Science is guided by the vast body of scientific laws which have been established through careful experimentation over the past 300 years. Although there is no precise prescription for doing science, there is a general scheme for doing science which is shown in the figure below. Science begins when a natural phenomenon is observed that raises a question for which there is no known answer. Doing science involves thinking of ways to explain the natural phenomenon and answering the question raised. The various explanations invented by a scientist involve a creative process which is based on one’s own personal experiences as well as known scientific laws and theories. Thinking of the initial question to ask about the observed phenomenon, and all conceivable explanations (or hypotheses) to explain the phenomenon are among the most creative moments in doing science.

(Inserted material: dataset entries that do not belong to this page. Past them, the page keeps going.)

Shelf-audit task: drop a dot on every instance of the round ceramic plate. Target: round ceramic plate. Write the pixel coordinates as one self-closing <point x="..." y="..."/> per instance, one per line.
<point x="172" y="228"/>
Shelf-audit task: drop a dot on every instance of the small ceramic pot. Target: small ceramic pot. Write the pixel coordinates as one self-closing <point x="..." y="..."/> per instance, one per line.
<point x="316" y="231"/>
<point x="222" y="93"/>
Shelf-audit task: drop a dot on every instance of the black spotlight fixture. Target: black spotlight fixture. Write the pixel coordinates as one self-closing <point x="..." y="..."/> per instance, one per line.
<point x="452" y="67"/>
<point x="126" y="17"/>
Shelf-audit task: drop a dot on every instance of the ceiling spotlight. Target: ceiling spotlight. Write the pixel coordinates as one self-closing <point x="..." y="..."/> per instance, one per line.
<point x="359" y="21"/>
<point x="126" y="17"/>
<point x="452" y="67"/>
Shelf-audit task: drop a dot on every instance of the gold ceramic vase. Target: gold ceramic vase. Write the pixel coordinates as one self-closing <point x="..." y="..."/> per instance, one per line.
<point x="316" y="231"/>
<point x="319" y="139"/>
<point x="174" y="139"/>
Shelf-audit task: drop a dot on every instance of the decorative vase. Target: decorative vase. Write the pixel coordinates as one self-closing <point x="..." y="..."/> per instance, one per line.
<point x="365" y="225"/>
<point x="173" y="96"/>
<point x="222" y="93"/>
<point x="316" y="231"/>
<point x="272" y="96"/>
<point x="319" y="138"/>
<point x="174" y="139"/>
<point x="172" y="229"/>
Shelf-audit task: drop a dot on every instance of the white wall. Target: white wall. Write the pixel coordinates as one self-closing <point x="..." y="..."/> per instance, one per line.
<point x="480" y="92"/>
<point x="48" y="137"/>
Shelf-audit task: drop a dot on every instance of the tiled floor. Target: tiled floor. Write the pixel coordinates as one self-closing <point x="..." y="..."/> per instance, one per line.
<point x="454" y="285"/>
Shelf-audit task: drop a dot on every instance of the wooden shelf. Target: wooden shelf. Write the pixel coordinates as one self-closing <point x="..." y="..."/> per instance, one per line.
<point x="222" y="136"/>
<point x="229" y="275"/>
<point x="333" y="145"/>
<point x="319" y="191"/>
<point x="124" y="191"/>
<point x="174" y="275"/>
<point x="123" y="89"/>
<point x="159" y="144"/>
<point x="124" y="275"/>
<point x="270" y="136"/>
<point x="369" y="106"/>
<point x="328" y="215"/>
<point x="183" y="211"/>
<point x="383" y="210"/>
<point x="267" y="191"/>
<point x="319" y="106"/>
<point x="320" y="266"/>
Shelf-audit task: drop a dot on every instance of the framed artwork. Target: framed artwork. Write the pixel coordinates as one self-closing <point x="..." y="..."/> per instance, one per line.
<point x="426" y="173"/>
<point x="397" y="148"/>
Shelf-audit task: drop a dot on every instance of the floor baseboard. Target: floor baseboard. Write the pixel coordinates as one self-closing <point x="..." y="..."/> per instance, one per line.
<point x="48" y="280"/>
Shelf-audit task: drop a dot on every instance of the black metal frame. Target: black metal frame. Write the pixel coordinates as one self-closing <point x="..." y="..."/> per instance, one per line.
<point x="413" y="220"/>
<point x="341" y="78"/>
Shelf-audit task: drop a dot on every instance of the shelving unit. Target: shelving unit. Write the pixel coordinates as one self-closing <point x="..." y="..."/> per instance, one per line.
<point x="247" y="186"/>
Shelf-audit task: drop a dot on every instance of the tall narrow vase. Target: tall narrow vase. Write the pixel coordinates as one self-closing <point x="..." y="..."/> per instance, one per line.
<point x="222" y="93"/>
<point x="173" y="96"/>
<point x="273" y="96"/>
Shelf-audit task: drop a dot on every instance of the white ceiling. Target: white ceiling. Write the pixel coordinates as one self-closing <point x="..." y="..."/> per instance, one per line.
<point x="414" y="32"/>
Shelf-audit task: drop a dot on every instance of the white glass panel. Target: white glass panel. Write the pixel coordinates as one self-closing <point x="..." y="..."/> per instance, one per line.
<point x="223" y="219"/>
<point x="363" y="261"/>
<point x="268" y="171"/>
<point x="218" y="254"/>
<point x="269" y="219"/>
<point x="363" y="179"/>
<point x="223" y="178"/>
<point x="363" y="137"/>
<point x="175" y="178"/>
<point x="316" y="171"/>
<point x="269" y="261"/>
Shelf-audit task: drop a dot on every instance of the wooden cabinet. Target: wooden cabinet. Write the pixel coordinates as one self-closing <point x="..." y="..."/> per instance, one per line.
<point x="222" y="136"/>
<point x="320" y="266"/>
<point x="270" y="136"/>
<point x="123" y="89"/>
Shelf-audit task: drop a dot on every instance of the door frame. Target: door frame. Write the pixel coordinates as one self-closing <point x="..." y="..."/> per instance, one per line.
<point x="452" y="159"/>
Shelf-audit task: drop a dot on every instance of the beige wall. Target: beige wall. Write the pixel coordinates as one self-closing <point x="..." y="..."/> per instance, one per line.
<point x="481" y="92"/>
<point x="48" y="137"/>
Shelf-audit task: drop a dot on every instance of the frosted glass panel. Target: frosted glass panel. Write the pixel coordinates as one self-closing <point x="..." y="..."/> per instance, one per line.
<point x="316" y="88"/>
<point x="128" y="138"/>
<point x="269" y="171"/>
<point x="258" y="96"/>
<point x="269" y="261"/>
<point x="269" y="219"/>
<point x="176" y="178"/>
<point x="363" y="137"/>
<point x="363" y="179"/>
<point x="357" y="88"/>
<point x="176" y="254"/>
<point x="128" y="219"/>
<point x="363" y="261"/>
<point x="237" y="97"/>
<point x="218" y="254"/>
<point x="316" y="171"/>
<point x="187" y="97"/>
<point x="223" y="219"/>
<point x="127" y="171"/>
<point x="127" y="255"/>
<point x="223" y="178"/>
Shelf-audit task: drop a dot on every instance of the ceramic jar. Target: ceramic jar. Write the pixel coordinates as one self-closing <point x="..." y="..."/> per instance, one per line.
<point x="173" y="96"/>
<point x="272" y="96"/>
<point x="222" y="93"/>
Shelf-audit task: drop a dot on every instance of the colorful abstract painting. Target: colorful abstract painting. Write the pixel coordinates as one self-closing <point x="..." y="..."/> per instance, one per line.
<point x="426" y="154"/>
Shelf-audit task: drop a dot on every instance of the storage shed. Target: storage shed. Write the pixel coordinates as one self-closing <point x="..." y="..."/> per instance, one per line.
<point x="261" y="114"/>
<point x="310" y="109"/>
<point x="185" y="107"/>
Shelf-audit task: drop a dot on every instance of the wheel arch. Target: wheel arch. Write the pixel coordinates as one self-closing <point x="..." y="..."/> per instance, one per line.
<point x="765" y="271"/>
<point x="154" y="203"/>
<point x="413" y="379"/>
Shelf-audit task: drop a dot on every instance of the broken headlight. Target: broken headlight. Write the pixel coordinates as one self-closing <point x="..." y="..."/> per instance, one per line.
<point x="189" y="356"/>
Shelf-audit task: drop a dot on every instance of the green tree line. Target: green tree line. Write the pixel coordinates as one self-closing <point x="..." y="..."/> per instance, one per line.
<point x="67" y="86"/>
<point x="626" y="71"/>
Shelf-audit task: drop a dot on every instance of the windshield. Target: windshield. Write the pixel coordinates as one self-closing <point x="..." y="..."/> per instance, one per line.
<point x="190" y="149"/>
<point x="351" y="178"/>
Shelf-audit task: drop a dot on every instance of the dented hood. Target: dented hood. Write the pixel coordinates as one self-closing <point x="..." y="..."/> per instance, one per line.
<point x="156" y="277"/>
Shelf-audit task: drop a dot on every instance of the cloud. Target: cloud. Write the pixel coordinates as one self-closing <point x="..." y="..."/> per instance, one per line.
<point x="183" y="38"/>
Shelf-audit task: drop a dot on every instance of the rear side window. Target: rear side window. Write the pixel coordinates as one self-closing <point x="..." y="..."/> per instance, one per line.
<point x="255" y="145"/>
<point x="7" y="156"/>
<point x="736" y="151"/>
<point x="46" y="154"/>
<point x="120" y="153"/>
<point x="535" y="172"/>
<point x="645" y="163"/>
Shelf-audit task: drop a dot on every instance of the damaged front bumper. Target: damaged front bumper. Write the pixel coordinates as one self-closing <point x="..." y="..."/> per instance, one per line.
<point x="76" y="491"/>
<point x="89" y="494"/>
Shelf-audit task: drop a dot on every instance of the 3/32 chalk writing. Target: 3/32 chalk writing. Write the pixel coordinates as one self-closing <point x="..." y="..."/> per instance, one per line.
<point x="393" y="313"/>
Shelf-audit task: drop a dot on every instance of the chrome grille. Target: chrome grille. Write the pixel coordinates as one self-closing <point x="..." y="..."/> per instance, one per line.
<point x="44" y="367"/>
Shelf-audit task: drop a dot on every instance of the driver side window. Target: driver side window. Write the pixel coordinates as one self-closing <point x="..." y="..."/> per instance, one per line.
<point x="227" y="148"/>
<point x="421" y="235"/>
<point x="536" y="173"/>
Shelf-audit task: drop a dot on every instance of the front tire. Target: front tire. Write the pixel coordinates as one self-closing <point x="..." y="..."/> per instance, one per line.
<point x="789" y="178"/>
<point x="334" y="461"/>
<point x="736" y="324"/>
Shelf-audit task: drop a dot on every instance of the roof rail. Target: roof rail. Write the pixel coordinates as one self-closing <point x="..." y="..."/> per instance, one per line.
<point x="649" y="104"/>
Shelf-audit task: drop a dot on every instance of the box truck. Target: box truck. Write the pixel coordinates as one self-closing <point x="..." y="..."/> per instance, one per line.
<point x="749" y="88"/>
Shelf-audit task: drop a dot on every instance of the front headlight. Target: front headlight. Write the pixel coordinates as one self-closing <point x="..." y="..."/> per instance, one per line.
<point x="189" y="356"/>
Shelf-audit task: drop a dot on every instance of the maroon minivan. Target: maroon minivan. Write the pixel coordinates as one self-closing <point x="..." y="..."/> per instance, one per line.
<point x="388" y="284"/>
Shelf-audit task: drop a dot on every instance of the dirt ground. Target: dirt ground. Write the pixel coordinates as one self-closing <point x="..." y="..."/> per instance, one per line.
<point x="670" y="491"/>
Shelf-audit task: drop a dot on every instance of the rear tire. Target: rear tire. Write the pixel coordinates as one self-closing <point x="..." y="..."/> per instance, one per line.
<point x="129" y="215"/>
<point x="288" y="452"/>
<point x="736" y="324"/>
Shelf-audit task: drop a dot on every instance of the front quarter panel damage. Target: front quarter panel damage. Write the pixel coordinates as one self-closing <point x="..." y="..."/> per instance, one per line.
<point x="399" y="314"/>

A hypothesis is based on one's personal life experiences, and can also embody a known scientific theory or law. The combination of a theory or law which applies to the phenomenon under study plus the scientist's proposed hypothesis to explain the phenomenon is called a model. A model can be a statement of a concept, a physical model, a diagram, or a mathematical expression. The process of explaining the patterns and trends in data based on known scientific theory is called modeling the data. One reason that a model is always simpler than the actual phenomenon observed is that the theories and laws are simplifications and generalizations of the patterns observed in nature. The basic premise in science is that knowledge is advanced when a correspondence is found between the model and the observed phenomenon. What is another reason that there can never be an exact correspondence between the model and the observed phenomenon?

The foundations of scientific inquiry in the physical sciences rest on developing the skills to pose a scientific question, to develop, to test and to apply a scientific model that adequately accounts for the observed phenomena. The experiments presented as Personal Lab in this book are intended to help you develop skills of scientific inquiry.